The sensors were introduced to determine copper content in different samples. Different tap water samples were collected and analyzed by the proposed GC/SWCNT Cu²⁺-ISEs to analyze the Cu²⁺ concentration. The samples were first boiled for about 10 min to remove excess chlorine present and adjusted with HNO₃ till the pH of the sample reaches 3.8. A comparison between the proposed sensor and the atomic absorption spectroscopy (AAS) method was performed.
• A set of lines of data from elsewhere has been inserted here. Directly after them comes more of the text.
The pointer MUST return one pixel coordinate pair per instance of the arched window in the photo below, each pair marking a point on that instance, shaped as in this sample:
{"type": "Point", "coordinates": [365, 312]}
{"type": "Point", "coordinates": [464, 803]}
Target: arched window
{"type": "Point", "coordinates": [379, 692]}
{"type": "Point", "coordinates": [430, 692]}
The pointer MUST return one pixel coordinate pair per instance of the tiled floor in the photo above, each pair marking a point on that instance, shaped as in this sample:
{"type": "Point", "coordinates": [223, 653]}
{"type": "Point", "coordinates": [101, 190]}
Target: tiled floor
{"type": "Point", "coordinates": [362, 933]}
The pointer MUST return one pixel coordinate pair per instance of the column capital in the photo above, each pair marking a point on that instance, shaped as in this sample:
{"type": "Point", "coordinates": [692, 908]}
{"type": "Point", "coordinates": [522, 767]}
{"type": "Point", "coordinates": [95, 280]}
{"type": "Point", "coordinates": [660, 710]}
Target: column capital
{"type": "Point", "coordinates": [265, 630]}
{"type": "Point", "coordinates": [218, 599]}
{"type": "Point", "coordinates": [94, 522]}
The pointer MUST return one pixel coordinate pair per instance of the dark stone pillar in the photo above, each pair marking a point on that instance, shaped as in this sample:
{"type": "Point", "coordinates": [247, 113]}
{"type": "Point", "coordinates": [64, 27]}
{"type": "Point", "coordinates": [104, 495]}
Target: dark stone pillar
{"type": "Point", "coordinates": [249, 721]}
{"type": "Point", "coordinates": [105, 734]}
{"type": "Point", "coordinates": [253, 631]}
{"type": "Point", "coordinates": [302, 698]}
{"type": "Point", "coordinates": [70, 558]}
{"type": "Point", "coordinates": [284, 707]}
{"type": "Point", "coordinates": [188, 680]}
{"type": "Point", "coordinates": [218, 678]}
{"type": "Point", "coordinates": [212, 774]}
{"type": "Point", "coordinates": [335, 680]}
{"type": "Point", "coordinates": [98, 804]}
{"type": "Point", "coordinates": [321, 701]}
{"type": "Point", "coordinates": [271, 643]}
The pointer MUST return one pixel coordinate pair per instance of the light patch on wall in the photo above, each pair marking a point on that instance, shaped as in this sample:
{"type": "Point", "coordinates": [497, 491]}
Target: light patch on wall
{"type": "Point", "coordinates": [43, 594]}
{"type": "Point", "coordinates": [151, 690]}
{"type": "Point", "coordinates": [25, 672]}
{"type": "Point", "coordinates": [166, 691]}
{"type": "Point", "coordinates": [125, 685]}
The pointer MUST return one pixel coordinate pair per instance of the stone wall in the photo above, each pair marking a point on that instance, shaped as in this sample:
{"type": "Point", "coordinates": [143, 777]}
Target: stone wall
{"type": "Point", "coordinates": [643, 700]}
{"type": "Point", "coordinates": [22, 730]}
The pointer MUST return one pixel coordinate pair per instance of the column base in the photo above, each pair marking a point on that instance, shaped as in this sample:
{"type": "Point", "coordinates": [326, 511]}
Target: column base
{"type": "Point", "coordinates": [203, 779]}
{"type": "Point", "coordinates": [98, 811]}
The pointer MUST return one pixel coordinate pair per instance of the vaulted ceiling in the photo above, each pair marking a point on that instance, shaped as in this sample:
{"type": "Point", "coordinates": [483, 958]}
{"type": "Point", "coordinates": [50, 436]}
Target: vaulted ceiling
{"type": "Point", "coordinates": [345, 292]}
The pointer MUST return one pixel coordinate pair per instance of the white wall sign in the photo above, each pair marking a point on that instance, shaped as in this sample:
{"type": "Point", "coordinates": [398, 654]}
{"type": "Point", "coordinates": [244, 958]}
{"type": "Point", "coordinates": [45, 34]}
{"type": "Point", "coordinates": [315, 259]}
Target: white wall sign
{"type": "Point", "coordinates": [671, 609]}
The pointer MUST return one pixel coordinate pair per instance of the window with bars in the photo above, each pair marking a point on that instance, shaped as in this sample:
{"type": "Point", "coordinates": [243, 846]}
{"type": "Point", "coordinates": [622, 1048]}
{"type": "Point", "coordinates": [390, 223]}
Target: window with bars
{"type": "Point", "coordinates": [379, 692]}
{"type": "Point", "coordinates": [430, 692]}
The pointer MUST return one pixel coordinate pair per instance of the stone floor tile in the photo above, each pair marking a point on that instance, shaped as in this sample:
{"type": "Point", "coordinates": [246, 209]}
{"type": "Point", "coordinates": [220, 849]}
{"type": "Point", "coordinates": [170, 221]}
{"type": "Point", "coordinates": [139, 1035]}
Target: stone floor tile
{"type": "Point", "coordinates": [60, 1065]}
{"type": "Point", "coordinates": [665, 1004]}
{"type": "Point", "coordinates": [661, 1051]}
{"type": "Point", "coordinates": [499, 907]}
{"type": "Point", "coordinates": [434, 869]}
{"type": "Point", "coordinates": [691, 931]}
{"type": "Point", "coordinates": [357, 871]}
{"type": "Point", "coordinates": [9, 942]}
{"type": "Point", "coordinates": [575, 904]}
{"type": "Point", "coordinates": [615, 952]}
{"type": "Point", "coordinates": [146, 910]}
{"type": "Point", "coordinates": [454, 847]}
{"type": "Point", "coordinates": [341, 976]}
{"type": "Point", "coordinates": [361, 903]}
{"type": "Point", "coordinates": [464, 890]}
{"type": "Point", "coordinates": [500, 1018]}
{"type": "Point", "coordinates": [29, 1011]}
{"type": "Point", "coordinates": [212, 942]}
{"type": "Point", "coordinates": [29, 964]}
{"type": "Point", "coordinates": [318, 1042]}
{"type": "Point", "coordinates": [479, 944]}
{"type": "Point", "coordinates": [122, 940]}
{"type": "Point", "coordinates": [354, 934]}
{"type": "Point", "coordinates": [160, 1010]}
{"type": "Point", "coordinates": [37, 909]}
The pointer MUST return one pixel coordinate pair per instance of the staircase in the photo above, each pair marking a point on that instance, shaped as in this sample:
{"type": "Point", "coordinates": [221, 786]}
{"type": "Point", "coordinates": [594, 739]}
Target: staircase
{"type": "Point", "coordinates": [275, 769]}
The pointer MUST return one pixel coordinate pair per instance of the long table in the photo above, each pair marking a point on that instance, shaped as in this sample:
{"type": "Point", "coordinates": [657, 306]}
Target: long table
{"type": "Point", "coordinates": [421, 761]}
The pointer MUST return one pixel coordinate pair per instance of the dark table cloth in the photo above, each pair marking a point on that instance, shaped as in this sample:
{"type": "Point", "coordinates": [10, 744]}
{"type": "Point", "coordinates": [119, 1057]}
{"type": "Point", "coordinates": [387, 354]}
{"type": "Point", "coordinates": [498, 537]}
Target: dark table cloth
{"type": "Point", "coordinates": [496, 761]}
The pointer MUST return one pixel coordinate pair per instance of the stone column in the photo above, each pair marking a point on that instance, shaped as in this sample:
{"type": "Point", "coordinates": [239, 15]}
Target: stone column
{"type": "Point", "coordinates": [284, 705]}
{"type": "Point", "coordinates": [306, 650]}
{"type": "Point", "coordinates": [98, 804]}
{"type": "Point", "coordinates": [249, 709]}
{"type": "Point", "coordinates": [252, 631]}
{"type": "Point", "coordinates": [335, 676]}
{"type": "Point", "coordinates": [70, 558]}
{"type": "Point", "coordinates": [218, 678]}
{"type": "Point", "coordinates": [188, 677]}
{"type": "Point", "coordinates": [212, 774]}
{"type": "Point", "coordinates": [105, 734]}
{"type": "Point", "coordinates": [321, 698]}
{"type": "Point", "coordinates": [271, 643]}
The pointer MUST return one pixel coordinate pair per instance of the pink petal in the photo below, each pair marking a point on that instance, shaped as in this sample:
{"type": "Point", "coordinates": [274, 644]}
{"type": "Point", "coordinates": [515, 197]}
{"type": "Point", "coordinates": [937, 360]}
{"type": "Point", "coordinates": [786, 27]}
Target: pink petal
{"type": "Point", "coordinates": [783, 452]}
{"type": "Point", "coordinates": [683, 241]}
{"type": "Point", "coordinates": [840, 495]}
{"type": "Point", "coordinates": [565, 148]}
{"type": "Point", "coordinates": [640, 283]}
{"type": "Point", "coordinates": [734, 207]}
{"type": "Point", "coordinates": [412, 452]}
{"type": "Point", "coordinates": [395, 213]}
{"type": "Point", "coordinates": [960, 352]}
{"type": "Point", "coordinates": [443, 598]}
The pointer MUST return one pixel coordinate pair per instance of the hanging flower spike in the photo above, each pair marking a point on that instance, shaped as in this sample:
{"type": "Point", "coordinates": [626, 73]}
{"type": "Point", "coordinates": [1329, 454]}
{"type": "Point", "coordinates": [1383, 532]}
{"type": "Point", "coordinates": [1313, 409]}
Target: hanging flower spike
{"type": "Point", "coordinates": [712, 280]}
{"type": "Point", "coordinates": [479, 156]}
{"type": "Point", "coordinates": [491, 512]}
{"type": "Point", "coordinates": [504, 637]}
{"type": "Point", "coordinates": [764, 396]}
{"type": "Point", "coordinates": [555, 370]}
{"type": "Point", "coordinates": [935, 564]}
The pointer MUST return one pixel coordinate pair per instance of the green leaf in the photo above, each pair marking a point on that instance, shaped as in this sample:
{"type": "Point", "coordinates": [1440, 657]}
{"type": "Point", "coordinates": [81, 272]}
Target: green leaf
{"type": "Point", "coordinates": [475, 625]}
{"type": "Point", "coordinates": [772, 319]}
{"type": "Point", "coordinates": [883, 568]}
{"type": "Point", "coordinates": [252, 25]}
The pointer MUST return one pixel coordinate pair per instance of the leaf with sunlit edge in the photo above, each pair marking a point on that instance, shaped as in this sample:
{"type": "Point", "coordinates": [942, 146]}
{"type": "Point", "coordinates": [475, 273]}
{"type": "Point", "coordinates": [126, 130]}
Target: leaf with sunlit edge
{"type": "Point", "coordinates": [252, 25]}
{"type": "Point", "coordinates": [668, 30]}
The sensors were also used for the direct assay of copper content in tea infusion samples collected from the local market. About a 100 gm portion of the tea samples were introduced into a porcelain dish and ashed at 300 °C for 1 h then heated in a muffle furnace at 1000 °C for an extra 2 h. After cooling, 2 mL of concentrated HNO₃ and 2 mL of concentrated HCl were added and the content was heated until near dryness. The residue was dissolved by deionized water and completed to the mark in 50 mL measuring flask. A 10.0-mL aliquot of the filtrate was transferred into a 30-mL beaker and the copper content was determined using the proposed potetiometric method.

4. Conclusions

In this work, an all-solid-state potentiometric sensor for determination of copper has been proposed. It is based on the synthesized macrocyclic calix[4]arene derivative as the selective receptor and the SWCNTs and PEDOT/PSS as the solid contact materials on glassy carbon substrate. The solid-contact material was dispersed into o-NPOE-plasticized membrane by ultrasonication. The simple and generally applicable one-step fabrication yielded a single piece Cu²⁺-ISEs. The sensors revealed low detection limit of 5.4 × 10⁻¹⁰ and 5.0 × 10⁻¹⁰ M and a fast response time of <10 s for GC/SWCNTs-Cu²⁺-ISEs and GC/PEDOT/PSS/Cu²⁺-ISEs, respectively. The addition of either SWCNTs or PEDOT/PSS into the Cu²⁺-selective membrane enhanced the hydrophobicity and capacitance with considerable potential stability which was tested by electrochemical impedance spectroscopy (EIS) and constant-current chronopotentiometry techniques. In addition, a water layer test was also conducted to confirm the absence of water films between the ion-selective membrane and the electron conductor. The proposed single-piece Cu²⁺-ISEs were successfully applied for copper quantification in both tea and tap water samples. The proposed sensors offered good advantages such as simplicity in fabrication, easy operation, robustness, stability and low cost.